Bluntness100 · 02/11/2021 07:20

@heywassuphello

Erm... you're not babysitting. You're caring for your children
Child.
countrygirl99 · 02/11/2021 07:21

If a woman posted that theirhusband was giving them the silent treatment for working the cries would all be LTB and emotional abuse.

brittleheadgirl · 02/11/2021 07:22

Yuk, what awful behaviour. Are you 14?

And hub?!! 🤮 In his shoes I'd go away for 2 weeks just to escape being called this!!

lynntheyresexpeople · 02/11/2021 07:28

There must be some background to this? He's obviously done nothing wrong - so what's the actual issue?

Chloemol · 02/11/2021 07:51

My advice would be that you need to grow up

Using hub and hubby is a childish term in itself in my opinion he’s working, it’s not a holiday

You are five months pregnant, not ill with a serious illness, if you are that worried you can’t cope then see if family can help but millions of mothers manage alone either all the time or for extended periods

As to giving him the silent treatment, we’ll you sound awful

tiggerwhocamefortea · 02/11/2021 07:52

Put your big girl pants on and move on.

Presumably he works so you can stay at home???

gogohm · 02/11/2021 07:56

@Aroundtheworldin80moves

Military by any chance?
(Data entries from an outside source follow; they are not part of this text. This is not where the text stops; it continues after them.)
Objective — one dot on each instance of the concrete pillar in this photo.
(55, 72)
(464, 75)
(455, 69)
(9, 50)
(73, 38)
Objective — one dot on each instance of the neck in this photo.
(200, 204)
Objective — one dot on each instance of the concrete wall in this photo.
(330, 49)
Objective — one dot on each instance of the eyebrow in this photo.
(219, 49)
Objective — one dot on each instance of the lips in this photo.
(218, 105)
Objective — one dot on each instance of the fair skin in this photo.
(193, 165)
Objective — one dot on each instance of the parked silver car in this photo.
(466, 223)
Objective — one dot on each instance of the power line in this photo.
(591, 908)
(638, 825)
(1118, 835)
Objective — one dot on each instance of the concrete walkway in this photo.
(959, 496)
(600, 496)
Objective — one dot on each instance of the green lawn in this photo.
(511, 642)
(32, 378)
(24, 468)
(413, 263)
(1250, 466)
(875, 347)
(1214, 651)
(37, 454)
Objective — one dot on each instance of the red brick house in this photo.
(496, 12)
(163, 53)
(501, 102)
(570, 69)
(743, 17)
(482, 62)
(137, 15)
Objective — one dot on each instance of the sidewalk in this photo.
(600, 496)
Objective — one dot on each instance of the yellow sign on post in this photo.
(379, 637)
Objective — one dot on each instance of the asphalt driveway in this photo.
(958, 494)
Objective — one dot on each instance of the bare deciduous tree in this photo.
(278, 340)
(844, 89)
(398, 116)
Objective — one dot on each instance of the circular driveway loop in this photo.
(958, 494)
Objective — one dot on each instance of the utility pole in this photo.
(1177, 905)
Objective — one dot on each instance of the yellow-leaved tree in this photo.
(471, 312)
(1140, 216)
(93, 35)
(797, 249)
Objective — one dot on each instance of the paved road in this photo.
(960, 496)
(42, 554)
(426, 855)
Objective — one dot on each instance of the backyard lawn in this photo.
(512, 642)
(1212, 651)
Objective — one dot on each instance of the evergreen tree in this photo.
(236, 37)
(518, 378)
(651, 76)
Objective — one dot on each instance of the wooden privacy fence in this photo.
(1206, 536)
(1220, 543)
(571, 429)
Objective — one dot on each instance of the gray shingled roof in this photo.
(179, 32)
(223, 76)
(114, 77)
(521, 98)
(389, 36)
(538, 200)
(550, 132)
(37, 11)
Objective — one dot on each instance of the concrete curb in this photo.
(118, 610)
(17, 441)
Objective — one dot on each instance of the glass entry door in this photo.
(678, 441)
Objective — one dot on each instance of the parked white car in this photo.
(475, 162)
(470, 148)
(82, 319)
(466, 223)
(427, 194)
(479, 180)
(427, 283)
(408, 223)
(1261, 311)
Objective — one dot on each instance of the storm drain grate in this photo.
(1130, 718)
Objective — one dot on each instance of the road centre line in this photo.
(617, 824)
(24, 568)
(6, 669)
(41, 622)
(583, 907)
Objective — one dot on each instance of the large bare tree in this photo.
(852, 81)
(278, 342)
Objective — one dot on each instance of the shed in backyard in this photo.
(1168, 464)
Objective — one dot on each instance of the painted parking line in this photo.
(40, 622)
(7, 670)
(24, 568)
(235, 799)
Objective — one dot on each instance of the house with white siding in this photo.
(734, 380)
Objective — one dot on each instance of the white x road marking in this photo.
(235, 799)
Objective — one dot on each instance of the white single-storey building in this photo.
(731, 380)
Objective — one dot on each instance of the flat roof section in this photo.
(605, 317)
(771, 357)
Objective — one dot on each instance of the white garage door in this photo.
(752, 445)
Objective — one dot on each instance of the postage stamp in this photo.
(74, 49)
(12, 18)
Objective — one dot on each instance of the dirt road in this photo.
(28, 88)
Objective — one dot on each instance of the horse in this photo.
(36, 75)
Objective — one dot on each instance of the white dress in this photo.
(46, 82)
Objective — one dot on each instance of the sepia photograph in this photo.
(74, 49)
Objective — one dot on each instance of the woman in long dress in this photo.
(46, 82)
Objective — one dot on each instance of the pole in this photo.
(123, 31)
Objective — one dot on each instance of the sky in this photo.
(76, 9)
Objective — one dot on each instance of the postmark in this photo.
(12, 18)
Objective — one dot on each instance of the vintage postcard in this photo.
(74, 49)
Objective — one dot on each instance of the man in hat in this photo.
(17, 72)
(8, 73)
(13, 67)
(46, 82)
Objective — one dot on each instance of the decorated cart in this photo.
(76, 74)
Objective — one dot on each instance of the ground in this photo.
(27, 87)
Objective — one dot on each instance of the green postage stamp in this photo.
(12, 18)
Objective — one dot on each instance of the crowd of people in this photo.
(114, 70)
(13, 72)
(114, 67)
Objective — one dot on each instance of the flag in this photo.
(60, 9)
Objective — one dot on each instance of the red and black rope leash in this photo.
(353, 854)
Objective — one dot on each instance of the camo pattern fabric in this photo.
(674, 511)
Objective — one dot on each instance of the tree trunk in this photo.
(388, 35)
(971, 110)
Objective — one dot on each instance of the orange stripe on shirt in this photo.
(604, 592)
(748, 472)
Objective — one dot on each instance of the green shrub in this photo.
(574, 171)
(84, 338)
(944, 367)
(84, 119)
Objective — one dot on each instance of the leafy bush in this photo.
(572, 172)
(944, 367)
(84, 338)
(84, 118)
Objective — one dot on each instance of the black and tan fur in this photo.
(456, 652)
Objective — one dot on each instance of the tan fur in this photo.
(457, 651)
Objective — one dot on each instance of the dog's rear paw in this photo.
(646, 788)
If DD's dp goes into subs (they find out soon) he's out of touch for 6-8 weeks typically at a time, not easy but pays the bills

Couldhavebeenme3 · 02/11/2021 07:56

@FaaarkinEll

Giving the silent treatment is a mark of an abusive partner.
And it's soul destroying to be on the receiving end of, when you're away from home busting your balls to support your family.

Grow up OP. He's not gallivanting on some jolly with his mates, he's working. And whilst it might be nice staying in a hotel on holiday, working from one is no fun.

My dp is going abroad with work next week for the first time in 2 years, and I've got 3 kids to see to, and a minor operation smack bang in the middle for which I've had to juggle all sorts around for.

Next thing will be 'I feel like a single parent', anyone fancy mn bingo?

AnneLovesGilbert · 02/11/2021 07:57

If you’re already feeling abandoned before he’s gone why would not speaking to him while he’s away make you feel better? Doesn’t your child have a right to contact with their dad?

Awaiting a massive drip feed otherwise you’re being immature and daft to resent looking after your own child or cleaning your own house. Let’s hope he doesn’t have to travel when you’ve got two, or gets ill or injured.

THisbackwithavengeance · 02/11/2021 08:01

@spotcheck

But he's working! Does he not normally work? If not, aren't you happy for the money?

Honestly, I'll never get my head around people who think work is an imposition on family time 🤔

Exactly. I see this all the time on here. SAHMs moaning because their DHs aren't at home doing chores and as if their DH's job is some kind of optional extra rather than the tool that allows them to actually live and not work themselves.